Develop a series of goals that define the organization addressing its mission
Short steps from the vision to goals – the statement that describes the vision are essentially missions. It is extremely important to divide the vision into a series of major objectives of the organization, as status statements that describe the organization.
Concede the major strategies to attain goals and address main issues identified through SWOT
The major emphasis should be on broad strategies, which should be related to specific goals. The process requires to know the “where you are?”, “where you want to be?” and “how to reach there?” for the organization. The Board provides a blueprint, while the staff or the planning committee does the detailed analysis. Whatever specific approach is used, particular criteria for assessing and selecting among strategies should be given consent. Thereafter, the planning committee must always consider the reasons to properly delegate responsibilities for their implementation.
Design an action plan that marks the goals and identifies objectives and work plans on a yearly basis
After developing the longer-term parts of a strategic plan, it is now time to ensure a specific work plan, to start the implementation. Strategic planning describes that strategies must exhibit present conditions within the organization’s internal environment. Therefore it becomes difficult to develop particularized annual plans except for the first or perhaps the second year covered by the strategic objective. However, yearly action plans are required. Yearly program goals should be time-based and measurable, as it shows the progress made by the organization according to the plans made. This also gives an idea of the strategic planning process is been done and implemented in the right manner or not. The annual plan can be included in the strategic plan.
Developing objectives and annual work plans require the Board’s and staff’s regular input, wherein the staff takes up program-related goals and objectives, and the Board developing goals and objectives related to governance, once the Board has defined organizational goals.
The Board must approve the action plan so that the staff can develop the written plan. The staff’s expertise lies in the implementation of plans and strategies based on policies set by the Board.
Seal the final planned strategy that summarizes the decisions and consequences of the strategic planning process
No set format is required, however, it’s important to be sure to include the outcomes of each major step.
Build-in processes for monitoring and modifying strategies in accordance with the changes in the external environment
Development towards goals and use of strategies should be monitored regularly, with strategies re-evaluated and annual objectives improved on a yearly basis, based on the progress made, obstacles removed, and the continuously changing environment. Before unexpected changes before-hand, such as favorable appointed officials, development in the economy, changes in local financier’s priorities, or changing demand patterns of the target population.
- Define objectives at the beginning of every year.
- Track the progress that has been made.
- Use the plan as a compass, but not an inflexible blueprint for action.
The Board plays a critical role in reviewing progress and changing the strategies when needed; the staff generates the documentation and necessary information for this review, as well as performing timely assessment and making reports to the Board.

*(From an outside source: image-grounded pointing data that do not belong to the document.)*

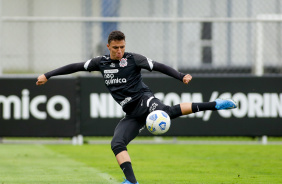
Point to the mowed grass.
(153, 164)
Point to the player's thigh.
(173, 111)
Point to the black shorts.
(135, 119)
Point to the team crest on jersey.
(123, 62)
(112, 65)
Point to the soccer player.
(121, 73)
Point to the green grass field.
(152, 163)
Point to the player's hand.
(41, 80)
(187, 78)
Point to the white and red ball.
(158, 122)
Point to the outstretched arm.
(71, 68)
(172, 72)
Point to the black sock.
(128, 172)
(197, 107)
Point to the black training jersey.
(122, 77)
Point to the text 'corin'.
(24, 106)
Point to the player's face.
(116, 48)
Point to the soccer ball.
(158, 122)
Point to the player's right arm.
(90, 65)
(68, 69)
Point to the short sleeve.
(92, 64)
(143, 62)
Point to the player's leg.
(126, 130)
(218, 104)
(188, 108)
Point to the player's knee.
(173, 111)
(118, 146)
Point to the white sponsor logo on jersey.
(123, 62)
(111, 71)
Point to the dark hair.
(116, 35)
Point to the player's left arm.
(151, 65)
(185, 78)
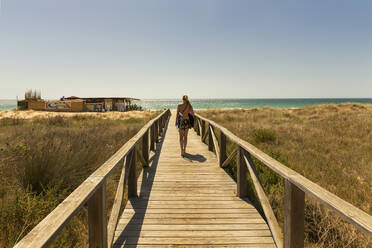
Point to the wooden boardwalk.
(192, 201)
(188, 202)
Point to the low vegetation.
(329, 144)
(42, 160)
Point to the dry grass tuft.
(42, 160)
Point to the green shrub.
(264, 135)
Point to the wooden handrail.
(93, 192)
(296, 185)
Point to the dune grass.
(43, 160)
(329, 144)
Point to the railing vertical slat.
(242, 183)
(294, 206)
(222, 143)
(145, 148)
(152, 137)
(210, 139)
(203, 130)
(97, 215)
(156, 131)
(132, 177)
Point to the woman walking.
(184, 113)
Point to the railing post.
(152, 137)
(156, 131)
(222, 143)
(97, 218)
(242, 170)
(202, 123)
(210, 138)
(145, 147)
(132, 176)
(198, 131)
(294, 206)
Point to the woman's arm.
(191, 110)
(178, 110)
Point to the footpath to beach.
(190, 201)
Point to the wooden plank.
(230, 158)
(194, 205)
(190, 215)
(181, 227)
(345, 210)
(199, 246)
(196, 240)
(190, 210)
(193, 221)
(294, 216)
(97, 215)
(196, 234)
(264, 201)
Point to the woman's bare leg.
(181, 132)
(185, 140)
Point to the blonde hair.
(186, 99)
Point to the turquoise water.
(249, 103)
(228, 103)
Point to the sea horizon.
(226, 103)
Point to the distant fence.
(295, 186)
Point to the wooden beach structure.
(191, 201)
(77, 104)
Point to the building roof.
(101, 98)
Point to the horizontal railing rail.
(295, 185)
(93, 192)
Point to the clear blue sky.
(162, 49)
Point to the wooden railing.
(93, 192)
(295, 187)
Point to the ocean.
(155, 104)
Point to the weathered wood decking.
(188, 202)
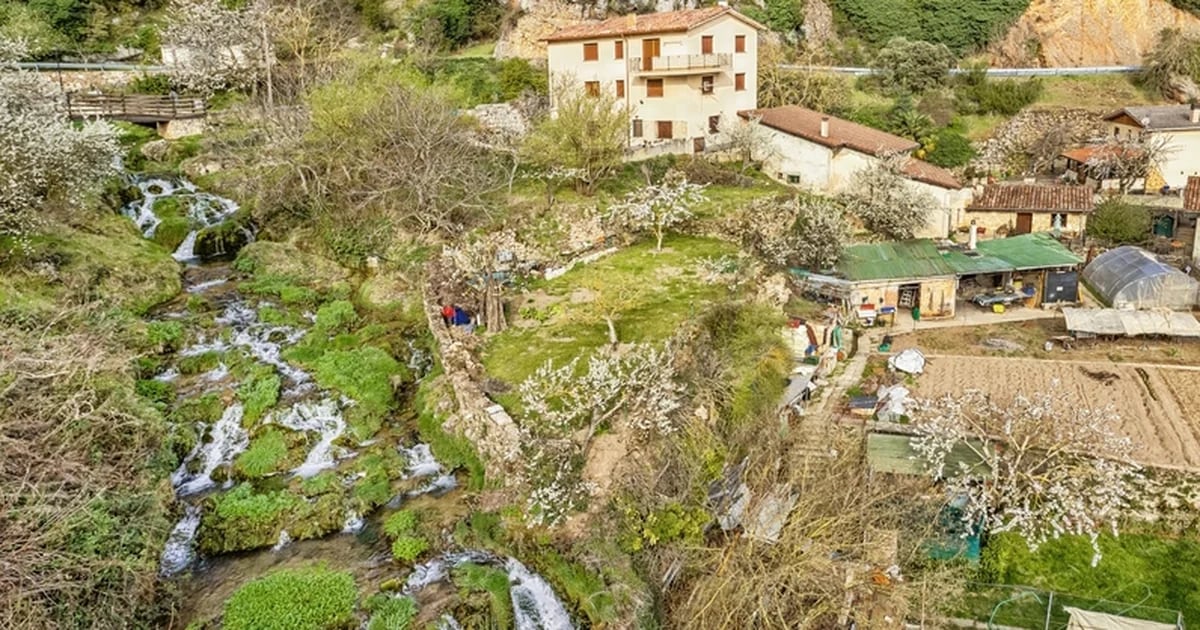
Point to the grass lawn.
(666, 291)
(479, 49)
(1135, 569)
(1093, 91)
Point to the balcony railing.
(679, 64)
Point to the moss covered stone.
(313, 598)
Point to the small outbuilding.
(1132, 277)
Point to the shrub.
(912, 66)
(389, 612)
(258, 394)
(300, 599)
(265, 455)
(951, 149)
(337, 316)
(400, 523)
(407, 549)
(165, 336)
(1117, 222)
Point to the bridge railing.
(133, 107)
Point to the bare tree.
(485, 265)
(885, 201)
(658, 207)
(749, 139)
(586, 133)
(1128, 161)
(1042, 466)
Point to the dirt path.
(1158, 405)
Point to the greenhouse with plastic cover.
(1131, 277)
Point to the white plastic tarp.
(1083, 619)
(1117, 323)
(910, 361)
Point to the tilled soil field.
(1159, 406)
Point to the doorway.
(1024, 223)
(651, 49)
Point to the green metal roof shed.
(1030, 251)
(893, 261)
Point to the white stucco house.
(679, 73)
(1180, 127)
(821, 154)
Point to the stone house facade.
(681, 73)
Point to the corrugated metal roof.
(1030, 251)
(922, 259)
(888, 453)
(893, 261)
(647, 24)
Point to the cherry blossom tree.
(658, 207)
(637, 387)
(882, 198)
(210, 47)
(43, 157)
(1045, 466)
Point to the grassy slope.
(673, 293)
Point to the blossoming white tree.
(1045, 466)
(211, 47)
(881, 197)
(658, 207)
(43, 157)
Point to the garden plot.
(1159, 406)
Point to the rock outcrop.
(1087, 33)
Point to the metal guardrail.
(133, 107)
(99, 66)
(858, 71)
(679, 63)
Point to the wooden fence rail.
(135, 107)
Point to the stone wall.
(477, 417)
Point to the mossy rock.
(267, 259)
(226, 238)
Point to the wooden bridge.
(135, 107)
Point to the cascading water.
(534, 604)
(204, 209)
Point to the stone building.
(679, 73)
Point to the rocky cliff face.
(1089, 33)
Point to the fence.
(991, 72)
(133, 107)
(1015, 606)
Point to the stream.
(238, 335)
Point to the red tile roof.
(936, 175)
(805, 124)
(1033, 198)
(647, 24)
(1192, 195)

The steps above are just one of the approaches to developing and implementing a strategic plan. Strategic planning is a joint Board-staff effort. The main planning sessions work best when assisted by a someone from outside the organization who is knowledgeable about the organization like a former senior member or someone from community-based organizations, someone who is trained in group activities and experienced in strategic planning, directed towards assuring complete discussion of issues but also task-oriented and who can take the process forward. Together these factors serve as a guide to strategic planning.